The passing of a legislative amendment that restores Cabinet authority over membership of the National Communications Commission (NCC) is good news indeed.
When the NCC formed early last year it became the focus of a power struggle between the Democratic Progressive Party (DPP)-controlled executive and a legislature dominated by the Chinese Nationalist Party (KMT).
Perhaps nostalgic for their traditional control over not only most individual media outlets but also the previous media regulator -- the Government Information Office -- the KMT and its allies put a tremendous amount of time and resources into turning the NCC into an offshoot of the legislature, courtesy of regulations that gave parties the right to appoint NCC members based on their legislative numbers.
But then the pan-blue camp ran into a brick wall when the Council of Grand Justices declared the NCC legislation unconstitutional.
Since then, a grace period has allowed the NCC to continue with its work, which -- sadly but predictably -- included politicized decisions on media ownership.
But the grace period finished at the end of this month, and the legislature was forced to act. With the amendment, the executive will nominate NCC members before the list is approved by the legislature -- together with explicit restrictions on political party membership, which is reasonable.
It is hoped that this reversal will discourage the pan-blue camp from using its legislative majority to prey on and manipulate other government agencies, such as the Central Election Commission.
It might be argued -- as the KMT has done -- that Cabinet appointments influence agencies in a way that is unfair and undemocratic. This is strange reasoning, because a government has the responsibility to shape policies and their execution.

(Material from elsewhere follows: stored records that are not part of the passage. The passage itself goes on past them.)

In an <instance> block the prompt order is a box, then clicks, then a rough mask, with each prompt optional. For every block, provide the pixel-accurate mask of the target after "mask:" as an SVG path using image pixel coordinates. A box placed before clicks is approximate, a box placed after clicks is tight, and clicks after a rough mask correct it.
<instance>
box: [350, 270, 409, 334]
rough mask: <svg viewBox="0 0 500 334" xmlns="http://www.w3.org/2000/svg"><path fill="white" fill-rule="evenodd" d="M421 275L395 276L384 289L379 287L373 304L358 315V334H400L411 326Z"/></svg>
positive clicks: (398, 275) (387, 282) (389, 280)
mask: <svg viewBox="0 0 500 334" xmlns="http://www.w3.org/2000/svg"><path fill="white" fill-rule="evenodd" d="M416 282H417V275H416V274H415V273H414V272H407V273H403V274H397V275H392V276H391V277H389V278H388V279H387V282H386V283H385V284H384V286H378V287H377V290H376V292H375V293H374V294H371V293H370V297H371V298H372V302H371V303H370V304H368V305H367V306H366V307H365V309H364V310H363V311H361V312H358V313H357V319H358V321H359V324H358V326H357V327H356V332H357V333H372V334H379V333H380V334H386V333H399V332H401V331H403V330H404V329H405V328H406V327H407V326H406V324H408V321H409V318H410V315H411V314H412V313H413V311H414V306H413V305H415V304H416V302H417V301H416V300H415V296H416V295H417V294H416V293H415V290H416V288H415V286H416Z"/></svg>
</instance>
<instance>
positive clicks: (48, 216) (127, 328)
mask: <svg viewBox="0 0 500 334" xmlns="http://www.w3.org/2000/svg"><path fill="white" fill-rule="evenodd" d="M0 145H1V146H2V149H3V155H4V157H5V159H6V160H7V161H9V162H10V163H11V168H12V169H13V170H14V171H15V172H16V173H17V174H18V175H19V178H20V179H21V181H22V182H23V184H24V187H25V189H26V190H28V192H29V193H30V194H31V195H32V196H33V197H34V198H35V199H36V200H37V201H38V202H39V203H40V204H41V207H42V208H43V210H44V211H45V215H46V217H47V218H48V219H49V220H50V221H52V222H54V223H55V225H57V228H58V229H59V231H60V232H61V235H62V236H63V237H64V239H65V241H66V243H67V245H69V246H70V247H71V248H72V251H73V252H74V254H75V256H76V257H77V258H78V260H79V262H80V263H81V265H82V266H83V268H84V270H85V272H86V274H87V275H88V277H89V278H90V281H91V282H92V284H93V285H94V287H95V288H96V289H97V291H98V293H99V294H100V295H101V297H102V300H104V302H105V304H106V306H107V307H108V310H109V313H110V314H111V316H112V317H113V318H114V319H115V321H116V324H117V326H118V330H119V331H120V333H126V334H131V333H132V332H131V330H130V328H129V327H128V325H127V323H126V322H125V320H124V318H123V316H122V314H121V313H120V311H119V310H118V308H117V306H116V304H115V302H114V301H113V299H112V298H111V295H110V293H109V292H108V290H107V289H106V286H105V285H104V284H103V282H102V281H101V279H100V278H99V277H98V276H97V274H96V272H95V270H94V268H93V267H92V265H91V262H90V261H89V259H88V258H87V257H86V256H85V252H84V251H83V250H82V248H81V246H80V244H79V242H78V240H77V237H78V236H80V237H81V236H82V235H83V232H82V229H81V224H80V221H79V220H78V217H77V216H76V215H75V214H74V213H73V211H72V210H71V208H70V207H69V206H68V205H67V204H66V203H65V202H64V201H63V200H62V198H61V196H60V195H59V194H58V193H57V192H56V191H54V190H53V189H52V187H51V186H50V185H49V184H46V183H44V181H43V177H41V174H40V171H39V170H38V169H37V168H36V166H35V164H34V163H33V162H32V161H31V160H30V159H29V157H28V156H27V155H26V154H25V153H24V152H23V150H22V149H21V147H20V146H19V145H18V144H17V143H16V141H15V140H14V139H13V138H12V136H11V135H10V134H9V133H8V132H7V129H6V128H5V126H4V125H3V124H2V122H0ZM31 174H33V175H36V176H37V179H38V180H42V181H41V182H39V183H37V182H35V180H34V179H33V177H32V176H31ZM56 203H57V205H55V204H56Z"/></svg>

And the fact that executive agencies are accountable to the legislature for their actions means that out-and-out bias can be placed on the record and dealt with.
The KMT has a good chance of winning the presidential election in March, and with such a victory would come the same privileges and responsibilities -- including accountability -- that the DPP government has had over the last seven-and-a-half years.
Presumably, at that time, the pan-blue camp would cease complaining of executive bias because the executive would be theirs. And, quite possibly, less able minds in the pan-green camp will take up the role of complaining about unfair executive practices.
The answer, surely, is to develop and defend a system of executive duties that is accountable, transparent and secure enough to withstand attacks based on partisan interests and not out of concern for good governance.
This solution relies heavily on the goodwill and mutual respect of people on both sides of the political divide. Such behavior is in short supply for the moment, but once the fuss over the legislative elections dies down, the presidential candidates will have the chance to address what it is that constitutes good governance -- regardless of which party is in power.
And any candidate that makes light of fundamental questions such as these should be very closely questioned on their presidential ambitions.